Biography of HELEN EDMUNDS MOORE, 1881–1968

By Priscilla Myers Benham

This entry has been republished with special permission from the Handbook of Texas Women, a project of the Handbook of Texas Online, Texas State Historical Association.#x200e< https://tshaonline.org/handbook/online/articles/fmo83>. Accessed February 12, 2020.

MOORE, HELEN EDMUNDS (1881–1968). Helen Edmunds Moore, state legislator, was born on January 3, 1881, in Black River Falls, Wisconsin, the daughter of J. H. Edmunds, who became a prominent mechanical engineer of Kansas City, Missouri. She became a nurse at Kansas City Hospital, where she met Hugh Benton Moore, a railroad man, who was a patient. They were married on September 5, 1905, in Kansas City, one month before their move to Texas City. Her husband, the pioneer developer of Texas City, served as the general manager of Texas City Terminal Railroad and Mainland Company. As a nurse she provided the only medical service available until the first doctor arrived in 1907. Together they sought civic improvements for the new port: the Moore Memorial Public Library, city incorporation, health laws, and a park. Helen Moore began her successful public career fighting for woman suffrage, touring the state to organize women to work for the constitutional amendment. When the amendment was rejected in 1915 by the Texas legislature, Minnie Fisher Cunningham of Galveston, state president of Texas Equal Suffrage Association, wrote to Moore asking her to continue the campaign for woman suffrage. She wrote, "I am not going to pretend it is an easy work that I am calling you to, but I believe you are the woman for it. I know your spirit and your fire, and they are irresistible." Mrs. Moore accepted the challenge and became chairwoman of the southeast district for TESA. Her interest in politics led her to accept the presidency of the League of Women Voters of Texas in 1923 and become a delegate to the Democratic national conventions in 1924 and 1928. In addition to these political activities, Mrs. Moore organized the Texas City Red Cross Branch in 1916 and served as its first president. As an active member of St. Mary's Catholic Church, she served in the Altar Society. Though childless, the Moores raised three of her nieces at their home near the waterfront and Texas City Dike. The home is a Texas state historic landmark. Fishing and water sports were her favorite hobbies.

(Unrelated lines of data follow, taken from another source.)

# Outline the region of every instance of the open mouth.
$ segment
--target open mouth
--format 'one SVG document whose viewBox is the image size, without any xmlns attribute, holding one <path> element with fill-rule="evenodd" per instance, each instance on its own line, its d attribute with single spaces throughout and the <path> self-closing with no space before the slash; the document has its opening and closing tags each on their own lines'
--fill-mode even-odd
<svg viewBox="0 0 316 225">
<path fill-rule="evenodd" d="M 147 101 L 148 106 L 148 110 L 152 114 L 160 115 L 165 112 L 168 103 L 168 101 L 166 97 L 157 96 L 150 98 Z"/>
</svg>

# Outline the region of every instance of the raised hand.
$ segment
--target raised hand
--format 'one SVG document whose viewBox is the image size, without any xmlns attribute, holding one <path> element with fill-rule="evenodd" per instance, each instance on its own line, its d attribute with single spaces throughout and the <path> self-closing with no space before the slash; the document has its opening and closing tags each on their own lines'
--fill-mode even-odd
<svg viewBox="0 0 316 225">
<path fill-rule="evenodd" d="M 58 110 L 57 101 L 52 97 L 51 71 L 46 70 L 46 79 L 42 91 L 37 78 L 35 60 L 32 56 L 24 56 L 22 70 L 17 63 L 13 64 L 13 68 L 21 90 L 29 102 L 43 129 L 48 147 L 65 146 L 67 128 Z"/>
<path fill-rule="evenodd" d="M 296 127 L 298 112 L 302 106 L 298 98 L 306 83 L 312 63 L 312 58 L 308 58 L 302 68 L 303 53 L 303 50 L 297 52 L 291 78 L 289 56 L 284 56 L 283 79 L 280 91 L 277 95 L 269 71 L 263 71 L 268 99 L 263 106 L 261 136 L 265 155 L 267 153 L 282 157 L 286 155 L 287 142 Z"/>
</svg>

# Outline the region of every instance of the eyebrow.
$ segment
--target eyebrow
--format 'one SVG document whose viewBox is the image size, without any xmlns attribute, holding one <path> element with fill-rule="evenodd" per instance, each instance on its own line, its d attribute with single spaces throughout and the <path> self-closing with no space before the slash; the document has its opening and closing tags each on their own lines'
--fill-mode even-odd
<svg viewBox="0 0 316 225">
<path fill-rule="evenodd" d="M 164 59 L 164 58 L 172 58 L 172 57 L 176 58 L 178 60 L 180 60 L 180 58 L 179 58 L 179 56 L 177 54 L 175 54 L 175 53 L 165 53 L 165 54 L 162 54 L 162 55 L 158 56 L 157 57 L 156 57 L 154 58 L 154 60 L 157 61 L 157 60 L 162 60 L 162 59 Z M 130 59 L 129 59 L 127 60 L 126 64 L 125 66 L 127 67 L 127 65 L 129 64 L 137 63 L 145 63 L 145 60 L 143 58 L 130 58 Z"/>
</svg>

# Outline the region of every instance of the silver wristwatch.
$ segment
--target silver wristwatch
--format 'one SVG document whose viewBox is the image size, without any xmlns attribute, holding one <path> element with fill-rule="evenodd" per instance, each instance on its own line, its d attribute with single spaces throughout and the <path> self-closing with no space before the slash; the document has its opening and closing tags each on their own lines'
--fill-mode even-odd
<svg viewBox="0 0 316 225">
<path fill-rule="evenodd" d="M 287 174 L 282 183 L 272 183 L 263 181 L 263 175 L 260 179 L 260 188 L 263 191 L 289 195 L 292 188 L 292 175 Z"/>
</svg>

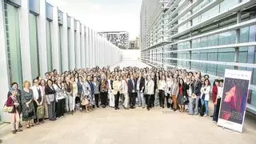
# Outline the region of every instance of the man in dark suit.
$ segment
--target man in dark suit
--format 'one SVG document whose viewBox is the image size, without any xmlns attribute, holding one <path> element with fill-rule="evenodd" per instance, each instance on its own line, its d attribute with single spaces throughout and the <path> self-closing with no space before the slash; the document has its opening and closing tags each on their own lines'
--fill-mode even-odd
<svg viewBox="0 0 256 144">
<path fill-rule="evenodd" d="M 131 109 L 135 108 L 135 98 L 136 98 L 136 81 L 134 77 L 131 74 L 128 81 L 128 93 L 130 97 L 130 107 Z"/>
<path fill-rule="evenodd" d="M 198 114 L 198 105 L 199 105 L 199 99 L 201 96 L 201 87 L 202 87 L 202 82 L 199 80 L 198 75 L 196 75 L 194 78 L 194 82 L 192 85 L 192 94 L 196 95 L 196 100 L 195 100 L 195 108 L 194 108 L 194 115 L 197 115 Z"/>
<path fill-rule="evenodd" d="M 139 73 L 138 78 L 137 78 L 136 90 L 137 90 L 138 106 L 142 106 L 142 108 L 145 108 L 145 100 L 144 100 L 145 78 L 142 77 L 142 73 Z"/>
</svg>

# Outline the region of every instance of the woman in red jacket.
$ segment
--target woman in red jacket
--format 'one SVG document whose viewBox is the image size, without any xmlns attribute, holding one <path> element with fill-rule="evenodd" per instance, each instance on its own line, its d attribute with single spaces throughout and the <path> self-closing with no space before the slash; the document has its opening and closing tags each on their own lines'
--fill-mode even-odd
<svg viewBox="0 0 256 144">
<path fill-rule="evenodd" d="M 16 134 L 16 132 L 21 132 L 22 130 L 18 128 L 19 124 L 19 114 L 18 114 L 18 102 L 16 98 L 17 90 L 15 89 L 11 90 L 12 94 L 8 97 L 6 102 L 6 106 L 13 106 L 13 110 L 10 112 L 10 123 L 12 126 L 12 132 L 13 134 Z"/>
<path fill-rule="evenodd" d="M 217 122 L 217 117 L 218 115 L 216 114 L 216 106 L 217 106 L 217 94 L 218 94 L 218 86 L 219 81 L 218 79 L 215 79 L 215 82 L 214 83 L 214 86 L 212 89 L 212 96 L 213 96 L 213 104 L 214 106 L 214 115 L 213 115 L 213 121 Z"/>
</svg>

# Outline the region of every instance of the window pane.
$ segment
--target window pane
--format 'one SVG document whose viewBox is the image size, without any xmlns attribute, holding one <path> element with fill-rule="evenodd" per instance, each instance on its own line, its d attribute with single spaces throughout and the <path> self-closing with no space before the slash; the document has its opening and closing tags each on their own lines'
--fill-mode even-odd
<svg viewBox="0 0 256 144">
<path fill-rule="evenodd" d="M 46 21 L 46 44 L 47 44 L 47 63 L 48 71 L 53 70 L 53 58 L 52 58 L 52 47 L 51 47 L 51 29 L 50 22 Z"/>
<path fill-rule="evenodd" d="M 6 3 L 5 3 L 5 20 L 10 82 L 10 83 L 16 82 L 19 86 L 22 86 L 18 13 L 14 6 Z"/>
<path fill-rule="evenodd" d="M 35 15 L 29 14 L 29 24 L 32 78 L 34 78 L 39 76 L 37 17 Z"/>
</svg>

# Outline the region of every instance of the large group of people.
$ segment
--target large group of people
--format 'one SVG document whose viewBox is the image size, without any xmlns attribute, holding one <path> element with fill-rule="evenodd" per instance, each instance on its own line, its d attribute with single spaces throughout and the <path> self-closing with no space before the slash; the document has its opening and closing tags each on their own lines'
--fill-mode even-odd
<svg viewBox="0 0 256 144">
<path fill-rule="evenodd" d="M 22 131 L 20 119 L 30 128 L 48 118 L 55 121 L 75 111 L 90 112 L 110 106 L 118 110 L 156 106 L 190 115 L 208 116 L 210 99 L 214 107 L 213 121 L 218 116 L 222 95 L 223 80 L 186 70 L 155 67 L 110 66 L 75 69 L 58 73 L 56 70 L 35 78 L 32 85 L 24 81 L 22 89 L 14 82 L 8 92 L 6 106 L 12 132 Z M 22 117 L 21 117 L 22 115 Z"/>
</svg>

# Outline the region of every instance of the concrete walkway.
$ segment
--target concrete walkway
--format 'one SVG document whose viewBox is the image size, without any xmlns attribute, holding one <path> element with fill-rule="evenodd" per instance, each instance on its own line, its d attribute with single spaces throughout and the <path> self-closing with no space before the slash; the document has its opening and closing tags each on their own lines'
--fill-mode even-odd
<svg viewBox="0 0 256 144">
<path fill-rule="evenodd" d="M 122 66 L 146 65 L 123 62 Z M 112 66 L 112 68 L 114 67 Z M 256 118 L 246 115 L 244 132 L 222 129 L 209 117 L 190 116 L 178 111 L 155 107 L 150 111 L 114 110 L 99 108 L 90 113 L 76 112 L 55 122 L 17 134 L 8 124 L 0 126 L 4 144 L 255 144 Z"/>
<path fill-rule="evenodd" d="M 256 143 L 255 125 L 246 122 L 244 133 L 240 134 L 217 126 L 210 118 L 162 108 L 150 111 L 140 107 L 128 110 L 100 108 L 90 113 L 77 112 L 24 129 L 15 135 L 9 127 L 1 130 L 2 139 L 6 144 Z"/>
</svg>

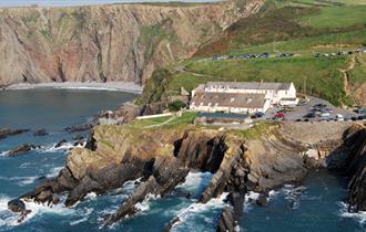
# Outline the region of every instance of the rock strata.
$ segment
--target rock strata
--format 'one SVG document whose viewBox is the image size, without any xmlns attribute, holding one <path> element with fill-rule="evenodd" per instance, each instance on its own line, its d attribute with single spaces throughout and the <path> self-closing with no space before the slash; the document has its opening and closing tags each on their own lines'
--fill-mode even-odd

As a member of the Forty-first, Forty-second, and Forty-fourth legislatures, she revealed the determined spirit behind her gentle image. When she was first elected there was only one other woman in the House. In the Forty-fourth Legislature she was the only woman. She succeeded in getting state authorization for construction of the Texas City Dike as a permanent part of the Galveston Bay channel system. However, her chief interest was social legislation. She was a member of the Public Health Committee and the Education Committee and chairman of the Eleemosynary Committee. Bills she secured included measures for removal of the insane from jails to insane asylums; establishment of state hospitals for cancer, pellagra, and tuberculous patients; and, following her investigation (the first) of state facilities, increased appropriations and improved maintenance for all state hospitals, orphanages, and penal institutions. In 1932 she also served on the appropriations committee, where she was instrumental in the establishment of the first psychopathic hospital at the University of Texas Medical Branch in Galveston. Under her sponsorship the state established the state board of education, required a six-year scholastic age for children, required teachers in public schools to be citizens of the United States, included the teaching of American and Texas government in public schools, and established schools in the penitentiary with compulsory attendance. (She had found that 23 percent of the inmates had never attended school.) She also urged the passage of the federal child labor amendment. She was very proud of the protective legislation for women that cut their working hours from fifty-four to forty-eight hours a week. She won reelection in 1934 on a pledge to vote for the repeal of the prohibition amendment and the establishment of a liquor tax rather than income and sales taxes. Upon her leaving the Texas House in 1936, the House Journal called her "a pioneer in the humanitarian history of our state." After the death of her husband in 1944, she gave a grant to the Salvation Army of Texas City for the construction of a building to care for the poor. She later sold her controlling share in the Mainland Company and moved to Houston, where she lived with a niece until her death, on September 20, 1968. She is buried beside her husband in Galveston Memorial Park, Hitchcock.

Sources:

Minnie Fisher Cunningham Papers, Houston Metropolitan Research Center, Houston Public Library. Galveston Daily News, September 23, 1968.